Un autre souvenir pas très joyeux

Le reiki est une discipline de soins non conventionnels par imposition des mains. C’est une pratique née au Japon vers 1919, dont le nom signifie « énergie vitale universelle ».

Je connais l’existence de cette pratique par le biais de ma tante. C’était une femme qui a vécu célibataire, une très grande partie de sa vie. Professeure au collège en allemand et français, c’était le membre de la famille que je considère à l’époque être le plus cultivé, et qui m’a enrichit de nombreuses façons, en me faisant découvrir de nombreuses choses à lire, écouter ou voir.
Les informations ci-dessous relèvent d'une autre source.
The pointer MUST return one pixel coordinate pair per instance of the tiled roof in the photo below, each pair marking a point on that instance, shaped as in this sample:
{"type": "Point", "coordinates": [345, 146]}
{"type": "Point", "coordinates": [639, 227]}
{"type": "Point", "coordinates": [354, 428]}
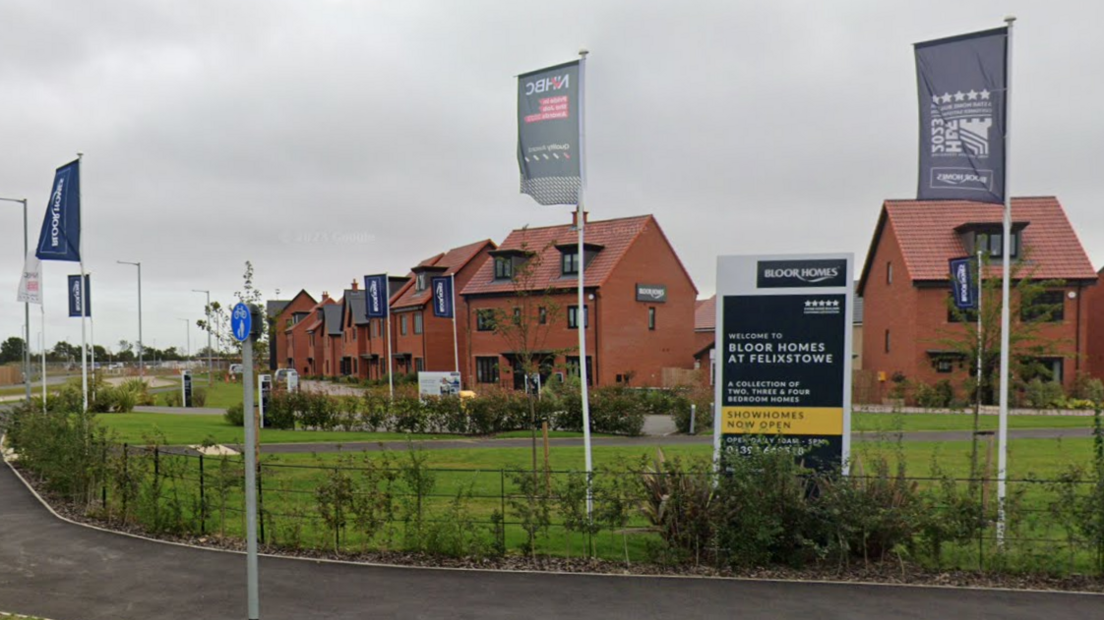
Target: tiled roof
{"type": "Point", "coordinates": [704, 314]}
{"type": "Point", "coordinates": [925, 232]}
{"type": "Point", "coordinates": [452, 262]}
{"type": "Point", "coordinates": [614, 235]}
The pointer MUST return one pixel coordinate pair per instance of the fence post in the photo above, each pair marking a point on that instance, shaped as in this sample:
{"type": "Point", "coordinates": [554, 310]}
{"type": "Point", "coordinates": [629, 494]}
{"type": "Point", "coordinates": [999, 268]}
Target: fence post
{"type": "Point", "coordinates": [103, 491]}
{"type": "Point", "coordinates": [502, 503]}
{"type": "Point", "coordinates": [202, 499]}
{"type": "Point", "coordinates": [261, 503]}
{"type": "Point", "coordinates": [126, 478]}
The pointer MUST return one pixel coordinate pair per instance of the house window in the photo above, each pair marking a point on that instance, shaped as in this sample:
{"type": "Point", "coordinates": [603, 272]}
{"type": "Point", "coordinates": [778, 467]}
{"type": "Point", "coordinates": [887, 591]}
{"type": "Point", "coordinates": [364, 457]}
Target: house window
{"type": "Point", "coordinates": [570, 263]}
{"type": "Point", "coordinates": [990, 243]}
{"type": "Point", "coordinates": [485, 320]}
{"type": "Point", "coordinates": [573, 317]}
{"type": "Point", "coordinates": [956, 316]}
{"type": "Point", "coordinates": [1047, 307]}
{"type": "Point", "coordinates": [487, 370]}
{"type": "Point", "coordinates": [572, 362]}
{"type": "Point", "coordinates": [503, 268]}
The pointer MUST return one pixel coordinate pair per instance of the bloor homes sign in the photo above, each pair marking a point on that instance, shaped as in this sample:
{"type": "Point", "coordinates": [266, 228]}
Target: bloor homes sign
{"type": "Point", "coordinates": [784, 357]}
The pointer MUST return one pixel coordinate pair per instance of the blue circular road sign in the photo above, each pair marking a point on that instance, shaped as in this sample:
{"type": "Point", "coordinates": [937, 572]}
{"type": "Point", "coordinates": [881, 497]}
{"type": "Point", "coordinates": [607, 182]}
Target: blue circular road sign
{"type": "Point", "coordinates": [241, 321]}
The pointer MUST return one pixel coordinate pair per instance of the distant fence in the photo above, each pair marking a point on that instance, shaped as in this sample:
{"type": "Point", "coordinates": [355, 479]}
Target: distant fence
{"type": "Point", "coordinates": [10, 375]}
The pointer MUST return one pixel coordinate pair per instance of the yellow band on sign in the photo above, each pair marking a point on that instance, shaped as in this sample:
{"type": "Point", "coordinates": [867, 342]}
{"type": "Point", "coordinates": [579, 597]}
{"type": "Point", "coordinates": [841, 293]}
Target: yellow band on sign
{"type": "Point", "coordinates": [782, 420]}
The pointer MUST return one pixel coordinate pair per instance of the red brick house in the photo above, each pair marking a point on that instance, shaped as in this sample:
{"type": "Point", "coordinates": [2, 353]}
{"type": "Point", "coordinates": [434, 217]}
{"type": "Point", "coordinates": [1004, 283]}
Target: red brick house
{"type": "Point", "coordinates": [904, 284]}
{"type": "Point", "coordinates": [422, 341]}
{"type": "Point", "coordinates": [307, 341]}
{"type": "Point", "coordinates": [285, 314]}
{"type": "Point", "coordinates": [704, 334]}
{"type": "Point", "coordinates": [639, 307]}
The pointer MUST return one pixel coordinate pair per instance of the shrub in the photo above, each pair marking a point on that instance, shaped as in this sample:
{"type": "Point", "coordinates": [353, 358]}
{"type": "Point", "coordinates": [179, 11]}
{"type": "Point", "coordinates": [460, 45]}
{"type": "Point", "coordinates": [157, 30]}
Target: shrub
{"type": "Point", "coordinates": [1043, 394]}
{"type": "Point", "coordinates": [235, 414]}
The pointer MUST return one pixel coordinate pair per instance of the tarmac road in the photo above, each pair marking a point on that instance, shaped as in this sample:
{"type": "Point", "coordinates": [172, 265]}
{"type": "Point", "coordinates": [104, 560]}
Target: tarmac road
{"type": "Point", "coordinates": [65, 572]}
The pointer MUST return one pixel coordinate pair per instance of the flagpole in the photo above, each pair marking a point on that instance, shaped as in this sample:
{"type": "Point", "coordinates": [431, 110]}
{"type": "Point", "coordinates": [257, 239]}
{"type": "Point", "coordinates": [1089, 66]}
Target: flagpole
{"type": "Point", "coordinates": [1005, 297]}
{"type": "Point", "coordinates": [456, 345]}
{"type": "Point", "coordinates": [386, 306]}
{"type": "Point", "coordinates": [581, 313]}
{"type": "Point", "coordinates": [84, 344]}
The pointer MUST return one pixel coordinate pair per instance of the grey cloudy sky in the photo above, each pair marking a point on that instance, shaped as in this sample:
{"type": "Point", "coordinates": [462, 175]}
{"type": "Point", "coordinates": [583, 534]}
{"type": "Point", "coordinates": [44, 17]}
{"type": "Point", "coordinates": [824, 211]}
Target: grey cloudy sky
{"type": "Point", "coordinates": [325, 139]}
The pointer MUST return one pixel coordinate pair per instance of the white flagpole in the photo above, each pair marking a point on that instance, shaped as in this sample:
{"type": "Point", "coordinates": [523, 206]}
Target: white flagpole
{"type": "Point", "coordinates": [84, 344]}
{"type": "Point", "coordinates": [581, 312]}
{"type": "Point", "coordinates": [1005, 298]}
{"type": "Point", "coordinates": [456, 345]}
{"type": "Point", "coordinates": [386, 306]}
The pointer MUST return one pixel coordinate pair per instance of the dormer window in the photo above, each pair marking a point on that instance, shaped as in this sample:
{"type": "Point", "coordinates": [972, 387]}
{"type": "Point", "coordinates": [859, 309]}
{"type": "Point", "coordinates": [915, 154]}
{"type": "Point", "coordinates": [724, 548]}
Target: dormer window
{"type": "Point", "coordinates": [569, 257]}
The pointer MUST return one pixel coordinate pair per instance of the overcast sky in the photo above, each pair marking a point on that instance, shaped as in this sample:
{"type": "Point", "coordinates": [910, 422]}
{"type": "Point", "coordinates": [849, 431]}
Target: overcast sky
{"type": "Point", "coordinates": [325, 140]}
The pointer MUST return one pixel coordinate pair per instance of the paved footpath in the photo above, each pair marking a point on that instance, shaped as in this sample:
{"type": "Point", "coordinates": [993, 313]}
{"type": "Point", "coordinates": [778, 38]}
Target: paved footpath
{"type": "Point", "coordinates": [65, 572]}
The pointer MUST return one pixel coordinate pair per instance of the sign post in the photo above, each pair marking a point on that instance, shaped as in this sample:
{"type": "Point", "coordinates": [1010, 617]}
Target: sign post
{"type": "Point", "coordinates": [186, 388]}
{"type": "Point", "coordinates": [242, 325]}
{"type": "Point", "coordinates": [784, 369]}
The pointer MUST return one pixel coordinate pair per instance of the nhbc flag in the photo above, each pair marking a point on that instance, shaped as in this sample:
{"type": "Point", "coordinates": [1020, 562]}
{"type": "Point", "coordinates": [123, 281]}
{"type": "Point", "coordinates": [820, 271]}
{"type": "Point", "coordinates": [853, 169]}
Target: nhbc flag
{"type": "Point", "coordinates": [76, 301]}
{"type": "Point", "coordinates": [30, 284]}
{"type": "Point", "coordinates": [60, 238]}
{"type": "Point", "coordinates": [375, 296]}
{"type": "Point", "coordinates": [962, 282]}
{"type": "Point", "coordinates": [442, 297]}
{"type": "Point", "coordinates": [963, 86]}
{"type": "Point", "coordinates": [548, 134]}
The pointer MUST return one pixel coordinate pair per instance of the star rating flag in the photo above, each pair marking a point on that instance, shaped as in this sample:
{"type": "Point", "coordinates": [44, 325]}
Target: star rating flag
{"type": "Point", "coordinates": [962, 85]}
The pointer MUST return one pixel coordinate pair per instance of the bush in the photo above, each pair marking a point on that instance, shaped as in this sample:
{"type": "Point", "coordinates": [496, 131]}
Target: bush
{"type": "Point", "coordinates": [235, 414]}
{"type": "Point", "coordinates": [1043, 394]}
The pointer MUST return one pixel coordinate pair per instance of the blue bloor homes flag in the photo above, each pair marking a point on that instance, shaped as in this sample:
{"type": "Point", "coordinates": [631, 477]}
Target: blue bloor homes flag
{"type": "Point", "coordinates": [375, 296]}
{"type": "Point", "coordinates": [76, 301]}
{"type": "Point", "coordinates": [60, 238]}
{"type": "Point", "coordinates": [442, 297]}
{"type": "Point", "coordinates": [548, 134]}
{"type": "Point", "coordinates": [963, 100]}
{"type": "Point", "coordinates": [963, 284]}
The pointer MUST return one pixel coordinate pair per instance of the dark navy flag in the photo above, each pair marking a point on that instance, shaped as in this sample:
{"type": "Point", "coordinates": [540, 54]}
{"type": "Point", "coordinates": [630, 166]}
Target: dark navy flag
{"type": "Point", "coordinates": [60, 238]}
{"type": "Point", "coordinates": [375, 296]}
{"type": "Point", "coordinates": [76, 301]}
{"type": "Point", "coordinates": [963, 100]}
{"type": "Point", "coordinates": [548, 134]}
{"type": "Point", "coordinates": [963, 285]}
{"type": "Point", "coordinates": [443, 297]}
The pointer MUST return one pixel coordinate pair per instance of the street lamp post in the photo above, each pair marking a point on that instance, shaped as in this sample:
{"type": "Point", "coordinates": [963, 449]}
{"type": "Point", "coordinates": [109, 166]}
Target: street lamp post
{"type": "Point", "coordinates": [27, 311]}
{"type": "Point", "coordinates": [141, 364]}
{"type": "Point", "coordinates": [188, 339]}
{"type": "Point", "coordinates": [207, 310]}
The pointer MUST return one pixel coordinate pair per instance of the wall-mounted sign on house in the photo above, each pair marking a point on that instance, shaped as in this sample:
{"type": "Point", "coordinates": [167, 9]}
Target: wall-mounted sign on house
{"type": "Point", "coordinates": [654, 294]}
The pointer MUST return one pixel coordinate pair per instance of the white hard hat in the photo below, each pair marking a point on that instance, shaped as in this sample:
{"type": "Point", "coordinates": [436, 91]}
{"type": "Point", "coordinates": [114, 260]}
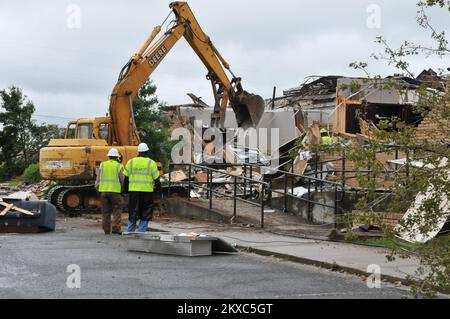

C’est par elle également que je recevais les encouragements les plus motivants dans mes activités créatrices.

Elle était — pour comble de mon admiration — pilote privée, et m’a emmené un nombre incalculable de fois en vol, dans l’un ou l’autre des petits monomoteurs du club de Vitry-en-Artois.

En souvenir d’elle, je conserve sa carte, par nostalgie.En souvenir d’elle, je conserve sa carte, par nostalgie.

Bref, j’adorai ma tante.

Un jour, il y a maintenant une trentaine d’années 1, elle a annoncé la nouvelle à la famille. Ce qu’elle avait cru être au début un vilain zona s’est avéré être des cellules cancéreuses.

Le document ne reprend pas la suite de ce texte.